This is awesome and if it weren't dark outside I would be out trying it right now! Just got the software loaded up, but it isn't showing me the times of the cursor selections. Going to have to fiddle with it a little and get it all figured out. This should be fun.


----------



## Veni Vidi Vici (Jan 23, 2011)

The times should show up down on the bottom bar towards the left when you click on the graph. Make sure you check out my other thread for an improved version!


----------



## droppixel (Nov 5, 2010)

Don't have access to an external mic that I can use for the second option. Did a few runs with my mbp and was getting pretty good sound pickup. If I am analyzing the waveforms correctly I am seeing in the 290s which would put me just about with with the calculators I have seen. Going to try to get on a chrono later today and see if this is close to what the chrono says. I'd be rather happy and surprised if it were.

Thanks for sharing the idea, this is pretty cool. If I can pick up the mic jack I will probably give the other option a try as well. Might have an older one hidden in my closet, but not totally sure.


----------



## Veni Vidi Vici (Jan 23, 2011)

droppixel said:


> Don't have access to an external mic that I can use for the second option. Did a few runs with my mbp and was getting pretty good sound pickup. If I am analyzing the waveforms correctly I am seeing in the 290s which would put me just about with with the calculators I have seen. Going to try to get on a chrono later today and see if this is close to what the chrono says. I'd be rather happy and surprised if it were.
> 
> Thanks for sharing the idea, this is pretty cool. If I can pick up the mic jack I will probably give the other option a try as well. Might have an older one hidden in my closet, but not totally sure.

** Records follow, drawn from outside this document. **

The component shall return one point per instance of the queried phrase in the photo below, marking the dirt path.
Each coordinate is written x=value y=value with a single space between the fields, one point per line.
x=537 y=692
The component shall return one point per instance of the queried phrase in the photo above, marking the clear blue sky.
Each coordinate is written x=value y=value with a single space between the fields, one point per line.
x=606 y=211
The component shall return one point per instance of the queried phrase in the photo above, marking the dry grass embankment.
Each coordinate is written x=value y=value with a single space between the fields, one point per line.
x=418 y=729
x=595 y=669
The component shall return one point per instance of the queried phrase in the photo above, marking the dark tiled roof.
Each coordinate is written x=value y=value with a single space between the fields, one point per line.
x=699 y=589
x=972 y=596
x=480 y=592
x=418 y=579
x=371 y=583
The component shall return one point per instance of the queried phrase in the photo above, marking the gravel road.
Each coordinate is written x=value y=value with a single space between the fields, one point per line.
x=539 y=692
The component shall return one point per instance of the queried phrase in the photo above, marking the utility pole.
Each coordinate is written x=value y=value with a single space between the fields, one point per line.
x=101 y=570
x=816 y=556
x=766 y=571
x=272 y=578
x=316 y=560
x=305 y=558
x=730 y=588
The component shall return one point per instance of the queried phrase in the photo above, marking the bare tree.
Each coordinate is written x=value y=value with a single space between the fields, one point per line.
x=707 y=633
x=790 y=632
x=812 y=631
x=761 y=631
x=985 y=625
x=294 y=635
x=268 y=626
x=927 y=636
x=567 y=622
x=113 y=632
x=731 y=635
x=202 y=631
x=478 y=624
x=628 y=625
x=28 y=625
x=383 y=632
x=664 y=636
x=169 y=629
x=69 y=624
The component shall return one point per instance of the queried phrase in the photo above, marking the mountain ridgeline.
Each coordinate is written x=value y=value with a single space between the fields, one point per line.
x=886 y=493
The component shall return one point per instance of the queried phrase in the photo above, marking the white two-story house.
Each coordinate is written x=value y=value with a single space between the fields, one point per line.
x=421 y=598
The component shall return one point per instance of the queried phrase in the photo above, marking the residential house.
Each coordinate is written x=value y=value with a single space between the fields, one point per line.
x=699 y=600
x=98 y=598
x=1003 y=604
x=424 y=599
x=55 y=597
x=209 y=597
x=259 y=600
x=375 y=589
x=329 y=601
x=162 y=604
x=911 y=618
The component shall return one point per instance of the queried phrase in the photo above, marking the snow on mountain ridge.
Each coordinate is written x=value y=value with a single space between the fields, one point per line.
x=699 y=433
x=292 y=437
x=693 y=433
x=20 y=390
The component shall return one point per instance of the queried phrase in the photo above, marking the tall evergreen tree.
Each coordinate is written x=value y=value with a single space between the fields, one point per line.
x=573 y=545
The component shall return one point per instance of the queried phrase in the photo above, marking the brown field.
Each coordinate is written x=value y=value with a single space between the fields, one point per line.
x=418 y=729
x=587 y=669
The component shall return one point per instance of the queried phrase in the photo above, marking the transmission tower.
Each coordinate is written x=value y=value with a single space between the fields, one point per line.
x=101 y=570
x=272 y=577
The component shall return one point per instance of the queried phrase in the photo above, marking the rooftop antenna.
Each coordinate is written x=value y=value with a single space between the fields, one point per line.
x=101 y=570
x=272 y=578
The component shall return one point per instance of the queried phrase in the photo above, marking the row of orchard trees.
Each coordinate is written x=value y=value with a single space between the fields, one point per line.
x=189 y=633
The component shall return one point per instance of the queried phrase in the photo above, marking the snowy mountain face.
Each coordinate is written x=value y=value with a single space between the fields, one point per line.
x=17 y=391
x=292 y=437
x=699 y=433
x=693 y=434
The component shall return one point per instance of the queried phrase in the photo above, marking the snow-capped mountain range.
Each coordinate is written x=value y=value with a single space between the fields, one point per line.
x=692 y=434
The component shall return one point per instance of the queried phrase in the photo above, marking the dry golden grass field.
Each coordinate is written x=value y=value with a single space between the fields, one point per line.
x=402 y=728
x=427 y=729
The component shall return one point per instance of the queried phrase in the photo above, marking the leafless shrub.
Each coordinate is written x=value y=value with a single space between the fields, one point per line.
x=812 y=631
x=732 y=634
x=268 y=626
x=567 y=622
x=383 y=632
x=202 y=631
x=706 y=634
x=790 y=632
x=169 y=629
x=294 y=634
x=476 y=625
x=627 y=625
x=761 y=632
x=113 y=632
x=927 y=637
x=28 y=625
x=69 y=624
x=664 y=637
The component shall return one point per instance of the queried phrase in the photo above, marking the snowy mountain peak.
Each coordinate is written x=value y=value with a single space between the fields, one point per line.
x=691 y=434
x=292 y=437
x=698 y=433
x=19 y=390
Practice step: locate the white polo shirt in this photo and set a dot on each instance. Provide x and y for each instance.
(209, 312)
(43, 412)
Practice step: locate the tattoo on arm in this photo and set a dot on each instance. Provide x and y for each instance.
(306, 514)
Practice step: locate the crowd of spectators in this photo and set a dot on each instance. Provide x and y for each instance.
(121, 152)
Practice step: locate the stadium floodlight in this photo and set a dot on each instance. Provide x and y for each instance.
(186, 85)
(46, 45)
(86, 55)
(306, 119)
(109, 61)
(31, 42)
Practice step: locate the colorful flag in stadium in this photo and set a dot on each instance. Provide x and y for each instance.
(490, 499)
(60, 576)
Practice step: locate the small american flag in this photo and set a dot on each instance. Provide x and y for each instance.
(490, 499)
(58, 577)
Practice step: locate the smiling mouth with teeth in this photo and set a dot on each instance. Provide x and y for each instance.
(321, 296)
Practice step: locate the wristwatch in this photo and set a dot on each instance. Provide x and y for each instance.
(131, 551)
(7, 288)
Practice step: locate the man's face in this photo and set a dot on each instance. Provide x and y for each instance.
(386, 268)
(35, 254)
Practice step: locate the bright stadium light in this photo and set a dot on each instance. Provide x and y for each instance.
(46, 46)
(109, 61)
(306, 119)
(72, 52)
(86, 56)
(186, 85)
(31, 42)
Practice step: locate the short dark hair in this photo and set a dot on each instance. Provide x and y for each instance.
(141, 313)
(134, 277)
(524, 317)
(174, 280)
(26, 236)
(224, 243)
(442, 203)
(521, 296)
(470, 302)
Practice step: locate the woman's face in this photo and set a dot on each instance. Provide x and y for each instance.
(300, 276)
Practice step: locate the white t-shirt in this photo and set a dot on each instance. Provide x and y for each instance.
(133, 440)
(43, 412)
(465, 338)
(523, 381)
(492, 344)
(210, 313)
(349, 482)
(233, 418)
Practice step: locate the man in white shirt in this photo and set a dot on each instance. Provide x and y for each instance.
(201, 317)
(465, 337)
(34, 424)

Be sure and post your results!


----------



## jim p (Oct 29, 2003)

Which version of audacity are you using?


----------



## Veni Vidi Vici (Jan 23, 2011)

jim p said:


> Which version of audacity are you using?


v. 1.2.6 (latest version)


----------



## 20ftup (Mar 19, 2007)

Any bets on who puts an arrow into their laptop??? Sounds like a fun thing to try tho


----------



## 09Dreamseason (Feb 11, 2010)

20ftup said:


> Any bets on who puts an arrow into their laptop??? Sounds like a fun thing to try tho


I'm currently building this and going to power the coils on his "improved version" and I thought about that same thing........so I spent a few bucks more and got a 6 foot audio cable at Radio Shack to put my laptop on a table next to me from where I'm shooting. The 6 foot audio cable costs $7 and I picked up an audio jack to solder the coiled wires to in order to have a clean system to plug the audio between the chrony and my laptop audio jack! I'll post pictures in the new "improved" thread when I have it completed.


----------